Contratto Badanti e Colf: Lavoro Domestico, Guida Completa

Contratto badanti e/o contratto colf: quante persone hanno pensato di assumere una di queste figure per assistere un anziano malato o in difficoltà o per avere un aiuto nella gestione della propria casa?

Tuttavia non tutti sono a conoscenza di come sia regolato il contratto nazionale del lavoro  per colf e badanti.

Dopo aver affrontato la discussione relativa ai costi e agli emolumenti a favore di colf e badanti nel nostro articolo relativo a quanto costa una badante in regola, oggi entriamo più nello specifico.

Andremo infatti ad occuparci dei contratti di lavoro di base che deve essere necessariamente riconosciuto, nel nostro paese, alle figure professionali che svolgano lavori di aiuto domestico e di assistenza agli anziani, quelle che in modo in realtà più comune e semplificata chiamiamo in genere badanti.

Il contratto è necessario: stabilisce la natura e la specificità dell’accordo tra datore di lavoro (la famiglia) e il lavoratore, ne indica le condizioni, le mansioni, i livelli, gli orari, i riposi dal lavoro, nonché le ferie e la retribuzione.

Nella guida di oggi andremo ad analizzare, in ogni parte rilevante, il contratto nazionale del lavoro per colf e badanti.
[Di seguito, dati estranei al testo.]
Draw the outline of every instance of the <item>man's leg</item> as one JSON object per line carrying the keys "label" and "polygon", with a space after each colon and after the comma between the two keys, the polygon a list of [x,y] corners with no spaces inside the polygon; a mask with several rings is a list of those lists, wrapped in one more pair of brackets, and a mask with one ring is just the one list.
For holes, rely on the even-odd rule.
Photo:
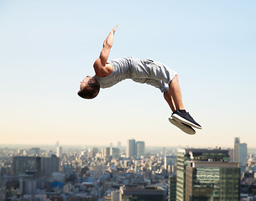
{"label": "man's leg", "polygon": [[[196,123],[195,120],[190,116],[190,114],[185,110],[177,75],[170,83],[168,92],[169,93],[164,95],[165,98],[165,96],[166,98],[168,98],[167,95],[169,95],[170,98],[169,97],[169,100],[167,100],[165,98],[166,101],[168,102],[172,111],[174,108],[176,109],[175,111],[173,111],[173,115],[171,116],[171,118],[176,121],[177,122],[180,121],[180,123],[183,123],[196,128],[201,128],[201,126],[198,123]],[[169,120],[171,121],[170,119]]]}
{"label": "man's leg", "polygon": [[169,106],[170,107],[170,110],[174,112],[175,111],[176,111],[176,107],[174,102],[173,98],[171,97],[169,90],[166,90],[164,92],[164,97],[166,100],[166,102],[168,103]]}
{"label": "man's leg", "polygon": [[[185,107],[183,106],[181,90],[180,90],[180,87],[177,75],[175,76],[175,78],[170,83],[168,92],[169,92],[169,95],[170,95],[170,97],[173,100],[173,102],[175,104],[175,110],[185,110]],[[169,102],[168,102],[168,104],[169,104]]]}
Le categorie che hanno sottoscritto il contratto

Il contratto che ci apprestiamo ad analizzare riguarda il contratto nazionale così come è stato contrattato dalle seguenti associazioni di categoria:

  • ARPE – FEDERPROPRIETA’
  • CONFSAL FISALS – Federazione Italiana Sindacati Autonomi Lavoratori Stranieri
  • CONFSAL – Confederazione Sindacati Autonomi Lavoratori
  • CONFAPPI – Confederazione Piccola Proprietà Immobiliare
  • FESICA CONFSAL – Federazione Nazionale Sindacati Industria Commercio ed Artigianato
  • FEDER.CASA CONFSAL – Sindacato Inquilini
  • UPPI – Unione Piccoli proprietari immobiliari
  • FAI – Filipino Alliance in Italy
  • UNAI – Unione Nazionale Amministratori di Immobili
  • ANIA – Associazione Nazionale Inquilini Assegnatari
  • UIIR – Unione Imprenditori Italiani Romania

Contratto colf e badanti: quali sono le condizioni lavorative riconosciute alle domestiche?

Il Contratto Collettivo per colf e badanti impone il rispetto, da parte del diritto di lavoro, delle condizioni lavorative ivi stabilite (malattia colf, licenziamento, gravidanza…), e che affronteremo una per una da qui in avanti.
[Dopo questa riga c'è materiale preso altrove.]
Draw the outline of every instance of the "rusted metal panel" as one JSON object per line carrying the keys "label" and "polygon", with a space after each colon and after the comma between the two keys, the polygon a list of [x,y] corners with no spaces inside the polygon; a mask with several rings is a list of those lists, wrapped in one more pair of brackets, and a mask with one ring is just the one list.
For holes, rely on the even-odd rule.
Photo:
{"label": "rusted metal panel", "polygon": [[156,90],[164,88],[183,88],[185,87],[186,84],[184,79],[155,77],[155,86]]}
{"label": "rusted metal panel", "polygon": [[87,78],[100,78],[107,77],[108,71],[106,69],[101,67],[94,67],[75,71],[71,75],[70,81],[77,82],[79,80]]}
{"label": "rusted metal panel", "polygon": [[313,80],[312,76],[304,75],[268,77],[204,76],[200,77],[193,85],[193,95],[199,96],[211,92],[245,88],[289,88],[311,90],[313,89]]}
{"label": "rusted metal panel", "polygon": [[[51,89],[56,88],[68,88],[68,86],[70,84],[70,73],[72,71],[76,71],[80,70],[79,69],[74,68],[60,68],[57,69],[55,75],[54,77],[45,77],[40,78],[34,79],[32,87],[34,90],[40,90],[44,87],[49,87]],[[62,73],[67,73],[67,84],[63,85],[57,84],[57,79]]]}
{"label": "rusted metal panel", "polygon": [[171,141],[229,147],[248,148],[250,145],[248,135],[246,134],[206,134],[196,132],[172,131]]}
Le mansioni della colf / badante (convivente e non)

Le mansioni che vengono attribuite alla colf / badante cambiano a seconda del livello contributivo.

  • per il livello A parliamo di lavori che non sono comunque addette all’assistenza di persone, che non hanno esperienza professionale superiore ai 12 mesi; svolgono compiti generici, di fatica e manuali, di tipo esecutivo e lavorano sotto il controllo diretto del datore di lavoro;
  • Per il livello B: abbiamo invece lavoratori e lavoratrici che hanno più di 12 mesi di esperienza, che lavorano però sempre in un contesto di natura esecutiva. In questa categoria rientrano i lavori di custode, di addetti alla stireria, camerieri, giardinieri, autisti; nella categoria SUPER del LIVELLO B, può essere inclusa l’assistenza a bambini o anziani non auto-sufficienti, che possono svolgere anche mansioni che sono correlate a suddetta assistenza;
  • Per quanto riguarda il livello C, parliamo di soggetti che hanno già un’esperienza superiore ai 12 mesi e che hanno capacità professionali specifiche. Possono svolgere la loro attività in completa autonomia e responsabilità. Possono inoltre occuparsi, nella categoria super, di assistenza a bambini e persone non auto-sufficienti, che non hanno un diploma professionale oppure un attestato specifico, possono occuparsi di mansioni che riguardano il vitto e la pulizia della casa;
  • Per il livello D le attribuzioni di mansioni sono identiche rispetto a quelle che vengono attribuite alla categoria di livello C, con l’aggiunta però che per raggiungere il livello di emolumenti più elevato, sarà necessario avere un attestato o diploma specifico.

Il riposo settimanale

Secondo il CCNL colf e badanti hanno diritto almeno ad un riposo settimanale, ovvero una giornata che sia completamente libera dal lavoro.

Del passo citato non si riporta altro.